De ce point de vue, il nous faut aussi contester le « fonds européen » Next Generation EU progressivement mis en place par l’accord de l’été dernier : le contester et nous en saisir. Les dirigeants créent un fonds européen, mais dans les mains des marchés, et qui ne finance pas selon des critères sociaux et écologiques. Il finance des cibles sectorielles présumées avoir des effets écologiques (vaguement sociaux) et ses seules conditionnalités sont supranationales, portant sur le « respect de l’État de droit ». En outre, il fonctionne de façon technocratique et l’argent est accordé, semble-t-il, une fois pour toutes sans évaluer le respect de cibles socio-écologiques.

Ces plans cherchent à combler le grave défaut d’articulation court terme/long terme, tout en restant prisonniers des dogmes de l’austérité et de la baisse du coût du travail. Ils sont essentiellement orientés par secteur : on va choisir par exemple l’aéronautique, uniquement parce que c’est un secteur stratégique, mais sans aucun critère. L’aspect écologique est implicite, et on l’accompagne de l’acceptation de plus de 10 000 suppressions d’emplois dans le secteur, des emplois probablement très qualifiés pour nombre d’entre eux.

La conjoncture elle-même montre donc qu’il faut partout imposer des critères précis et leur suivi

Cela exige en outre de ne pas être dans la main des marchés financiers. La conjoncture l’exige d’autant plus que, sinon, les pressions inflationnistes et, surtout, les rivalités sur les financements vont se renforcer et mettre en cause la reprise économique, ce qui affecterait le financement possible des dépenses publiques, que ce soit celles de soutien aux ménages et à leur revenu, celle de soutien aux services publics de santé, ou à la filière industrielle médicale (y compris R&D), donc la lutte contre l’épidémie. Sans parler du Sud.

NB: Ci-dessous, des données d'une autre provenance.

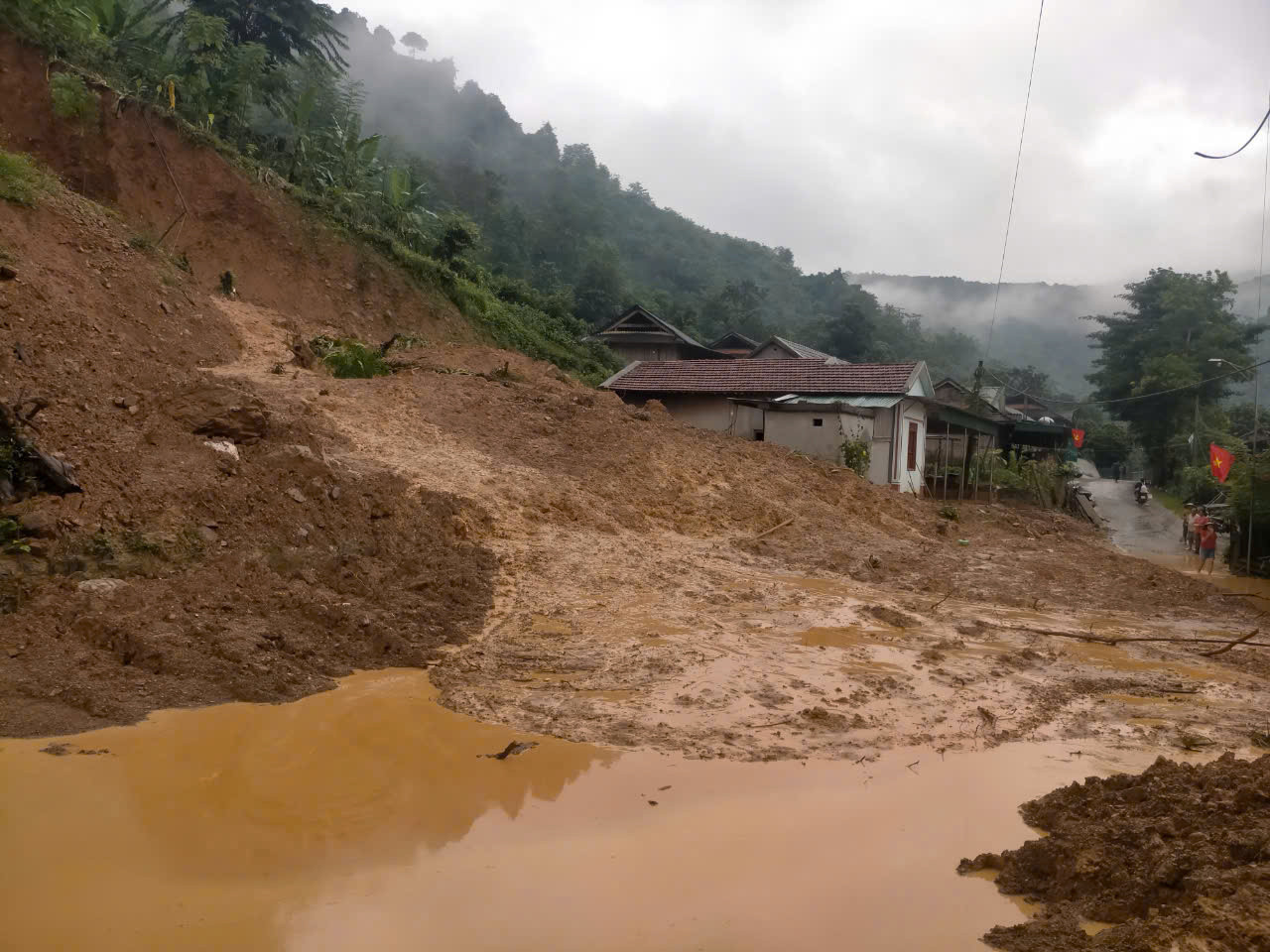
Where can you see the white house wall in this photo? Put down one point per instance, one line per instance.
(879, 452)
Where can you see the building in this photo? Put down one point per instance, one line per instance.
(734, 344)
(642, 335)
(807, 404)
(785, 349)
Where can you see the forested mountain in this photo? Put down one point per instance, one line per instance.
(557, 217)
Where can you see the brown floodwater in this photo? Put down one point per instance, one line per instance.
(366, 817)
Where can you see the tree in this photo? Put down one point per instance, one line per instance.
(414, 44)
(289, 30)
(599, 290)
(1160, 349)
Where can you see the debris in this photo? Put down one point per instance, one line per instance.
(516, 747)
(769, 532)
(223, 445)
(1227, 648)
(100, 587)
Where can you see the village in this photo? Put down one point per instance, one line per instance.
(906, 431)
(412, 535)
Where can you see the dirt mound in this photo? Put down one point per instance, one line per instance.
(1175, 857)
(252, 527)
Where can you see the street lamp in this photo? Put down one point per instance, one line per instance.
(1252, 460)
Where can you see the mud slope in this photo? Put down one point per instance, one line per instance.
(252, 529)
(1176, 855)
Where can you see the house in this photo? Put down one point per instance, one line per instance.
(806, 404)
(991, 421)
(642, 335)
(734, 344)
(785, 349)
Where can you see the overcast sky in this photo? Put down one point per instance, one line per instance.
(876, 136)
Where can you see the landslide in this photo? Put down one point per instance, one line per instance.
(349, 524)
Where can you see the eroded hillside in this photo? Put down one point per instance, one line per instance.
(252, 527)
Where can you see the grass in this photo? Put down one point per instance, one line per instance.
(22, 181)
(1170, 502)
(349, 358)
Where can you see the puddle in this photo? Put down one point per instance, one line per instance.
(598, 694)
(1021, 902)
(1120, 660)
(365, 817)
(844, 636)
(1092, 928)
(1150, 721)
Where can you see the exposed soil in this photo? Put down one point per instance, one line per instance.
(1176, 857)
(252, 529)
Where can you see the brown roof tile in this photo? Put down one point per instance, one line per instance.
(779, 377)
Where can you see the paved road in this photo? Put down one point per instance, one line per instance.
(1148, 531)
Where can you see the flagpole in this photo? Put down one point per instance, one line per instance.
(1252, 460)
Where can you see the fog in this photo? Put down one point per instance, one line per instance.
(883, 139)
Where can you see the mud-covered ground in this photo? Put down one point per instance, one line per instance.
(1174, 858)
(253, 529)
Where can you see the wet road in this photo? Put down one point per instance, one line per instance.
(1148, 531)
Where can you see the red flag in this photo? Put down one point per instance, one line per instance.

Pour faire simple la question est :

  • des fonds pour des plans sectoriels, pour l’investissement sans mettre en leur centre le levier d’emploi, et financés par les marchés, en laissant la liberté de suivi et d’utilisation au patronat, donc pour le capital ;

ou bien

  • des fonds à partir de plans élaborés démocratiquement, ciblés pour les services publics et dans les entreprises : appuyant les dépenses d’investissement si elles développent l’emploi et les économies de rejet de CO2, donc avec des critères précis, et en les appuyant d’autant plus que ces critères sont respectés, critères que l’on peut suivre, et plans financés par création monétaire.

[1] Interview de Thierry Breton le 28 avril aux Echos.